We've received an abuse report from Hetzner on october 26th about multiple ssh connections originating from our IP for web-fsn-01 towards different IPs in the same block
anarcat says that there is indeed traffic for port 22 flowing out of port 22 from the VM. there should not be anything on that host that permits some kind of forwarding. we need to investigate what's happening
so i didn't find a trace of that specific address or /16 netblock in my traces, but i do find a lot of RST packets going out of that particular web server. right now i have this running:
tcpdump -n dst port 22 and '!' dst host 116.202.120.165 > resets.txt
that found over 7000 resets over the course of 5 minutes, most from unique IP addresses. so i can't confirm if this is the same issue as what the plaintiff is describing, but it seems we are going through some sort of DOS attack or attempt at one anyways. because the webservers' SSH port is firewalled, it's getting dropped early and harmlessly, but i suspect the backscatter might be what's tripping those IDS...
i've replied to the two reports, we'll see what flies back, if anything. Here's the response I sent to one of them:
Hi,
We were forwarded this report about supposedly "unusual activity"
originating from 116.202.120.165, one of the web servers in our main
rotation.
From our analysis, it seems the webserver is a victim of an attempt at a
distributed denial over service (DDOS) attack. We haven't found trace of
the other IP addresses (in the 202.91/16 netblock) mentioned in the
report in our (temporary) probes, but lots of other hosts seem to try
to connect over the SSH port (22) to our server, which is otherwise
firewalled.
So what might be happening is that you're receiving RST traffic from our
firewall which is (rightly) refusing those connections.

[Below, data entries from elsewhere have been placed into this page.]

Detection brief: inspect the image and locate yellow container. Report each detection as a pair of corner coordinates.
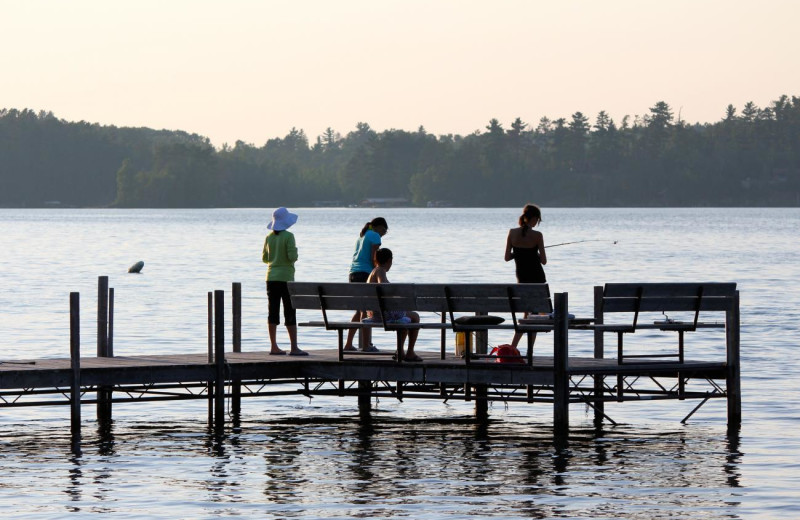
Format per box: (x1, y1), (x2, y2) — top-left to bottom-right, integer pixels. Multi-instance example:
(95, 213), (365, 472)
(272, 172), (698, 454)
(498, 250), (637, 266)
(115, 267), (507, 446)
(455, 331), (472, 357)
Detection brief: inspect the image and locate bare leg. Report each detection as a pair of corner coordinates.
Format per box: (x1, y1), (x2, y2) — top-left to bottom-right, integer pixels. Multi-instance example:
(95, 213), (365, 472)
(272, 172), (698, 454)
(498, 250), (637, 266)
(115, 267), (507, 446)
(268, 323), (285, 354)
(396, 330), (407, 360)
(510, 312), (528, 349)
(404, 312), (422, 361)
(287, 325), (307, 355)
(344, 311), (360, 350)
(361, 327), (372, 351)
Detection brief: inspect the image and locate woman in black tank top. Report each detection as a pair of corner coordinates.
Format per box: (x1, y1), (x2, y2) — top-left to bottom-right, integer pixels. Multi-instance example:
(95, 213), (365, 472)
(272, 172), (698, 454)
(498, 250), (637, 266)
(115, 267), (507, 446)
(504, 204), (547, 350)
(505, 204), (547, 283)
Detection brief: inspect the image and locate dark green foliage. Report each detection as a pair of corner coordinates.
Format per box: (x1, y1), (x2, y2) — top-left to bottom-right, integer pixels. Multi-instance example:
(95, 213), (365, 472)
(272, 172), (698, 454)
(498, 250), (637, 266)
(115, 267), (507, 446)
(1, 96), (799, 208)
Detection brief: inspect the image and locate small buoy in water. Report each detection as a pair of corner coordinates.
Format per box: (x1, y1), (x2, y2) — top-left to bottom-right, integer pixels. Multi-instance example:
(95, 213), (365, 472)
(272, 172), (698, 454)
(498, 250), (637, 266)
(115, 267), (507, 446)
(128, 260), (144, 273)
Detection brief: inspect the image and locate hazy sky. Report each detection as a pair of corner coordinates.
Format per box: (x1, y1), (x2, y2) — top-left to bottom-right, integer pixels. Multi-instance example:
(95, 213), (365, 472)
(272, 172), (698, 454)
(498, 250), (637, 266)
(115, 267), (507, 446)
(3, 0), (798, 147)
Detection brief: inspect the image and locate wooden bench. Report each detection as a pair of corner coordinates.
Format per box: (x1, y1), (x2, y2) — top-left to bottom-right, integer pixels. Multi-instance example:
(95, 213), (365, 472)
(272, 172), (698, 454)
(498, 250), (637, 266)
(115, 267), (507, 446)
(593, 282), (737, 365)
(414, 283), (555, 365)
(287, 282), (409, 361)
(288, 282), (560, 365)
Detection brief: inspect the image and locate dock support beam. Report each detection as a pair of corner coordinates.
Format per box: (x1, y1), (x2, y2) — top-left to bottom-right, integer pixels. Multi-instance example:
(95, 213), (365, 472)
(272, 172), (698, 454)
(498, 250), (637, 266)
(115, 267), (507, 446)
(97, 276), (113, 424)
(592, 286), (605, 428)
(358, 380), (372, 420)
(231, 282), (242, 418)
(553, 292), (569, 433)
(726, 291), (741, 426)
(70, 292), (81, 439)
(207, 292), (214, 426)
(474, 327), (489, 421)
(214, 290), (226, 434)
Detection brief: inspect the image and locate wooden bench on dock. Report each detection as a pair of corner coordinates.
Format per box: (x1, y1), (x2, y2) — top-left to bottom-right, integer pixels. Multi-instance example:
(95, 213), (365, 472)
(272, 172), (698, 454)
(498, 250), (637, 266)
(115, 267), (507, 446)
(288, 282), (559, 365)
(593, 282), (738, 365)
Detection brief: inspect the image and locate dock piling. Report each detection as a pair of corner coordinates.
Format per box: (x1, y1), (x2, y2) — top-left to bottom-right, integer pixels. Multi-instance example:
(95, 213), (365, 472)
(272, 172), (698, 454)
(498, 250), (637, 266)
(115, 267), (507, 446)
(231, 283), (242, 417)
(214, 290), (226, 433)
(97, 276), (113, 423)
(207, 292), (214, 426)
(358, 380), (372, 420)
(592, 286), (605, 427)
(553, 292), (569, 433)
(70, 292), (81, 438)
(726, 291), (741, 425)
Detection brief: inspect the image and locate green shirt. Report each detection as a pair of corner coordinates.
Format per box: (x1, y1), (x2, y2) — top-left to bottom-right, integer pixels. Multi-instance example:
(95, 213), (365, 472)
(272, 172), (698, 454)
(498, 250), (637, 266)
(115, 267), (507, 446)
(262, 231), (297, 282)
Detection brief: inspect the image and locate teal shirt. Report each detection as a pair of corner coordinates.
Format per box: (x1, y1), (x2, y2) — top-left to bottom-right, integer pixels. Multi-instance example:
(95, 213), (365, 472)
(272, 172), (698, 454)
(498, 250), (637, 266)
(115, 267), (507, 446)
(349, 229), (381, 274)
(262, 231), (297, 282)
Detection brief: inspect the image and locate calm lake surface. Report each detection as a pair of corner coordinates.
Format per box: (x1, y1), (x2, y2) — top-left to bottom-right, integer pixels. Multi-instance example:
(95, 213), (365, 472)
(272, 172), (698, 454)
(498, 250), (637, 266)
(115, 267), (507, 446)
(0, 207), (798, 519)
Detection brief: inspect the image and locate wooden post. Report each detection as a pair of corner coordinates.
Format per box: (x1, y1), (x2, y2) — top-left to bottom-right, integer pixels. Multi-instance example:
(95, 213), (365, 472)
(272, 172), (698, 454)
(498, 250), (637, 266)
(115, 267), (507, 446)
(473, 313), (489, 420)
(207, 292), (214, 426)
(70, 292), (81, 438)
(553, 292), (569, 433)
(440, 311), (446, 360)
(358, 380), (372, 420)
(474, 386), (488, 422)
(214, 290), (226, 433)
(726, 291), (741, 426)
(97, 276), (109, 357)
(97, 276), (112, 423)
(231, 282), (242, 417)
(592, 286), (605, 427)
(108, 288), (114, 356)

Could you confirm whether or not the traffic your receiving has the RST
flag set, and whether it matches outgoing SYN traffic?
I responded to Hetzner as well, who threatened to cut us off if we don't make a statement, with:
Hi,
We are finding it difficult to investigate this specific complaint because cert.br has redacted the actual IP addresses allegedly victims of this presumed attack.
We we can say is that we are under attack from a distributed set of IP addresses that are repeatedly trying to open the SSH port on this server. In a 5 minutes sample, we saw over 7000 attempts for mostly all distinct IP addresses. Our firewall is blocking SSH connection attempts apart from a small set of ACL'd IP addresses, and is responding to that traffic with RST packets.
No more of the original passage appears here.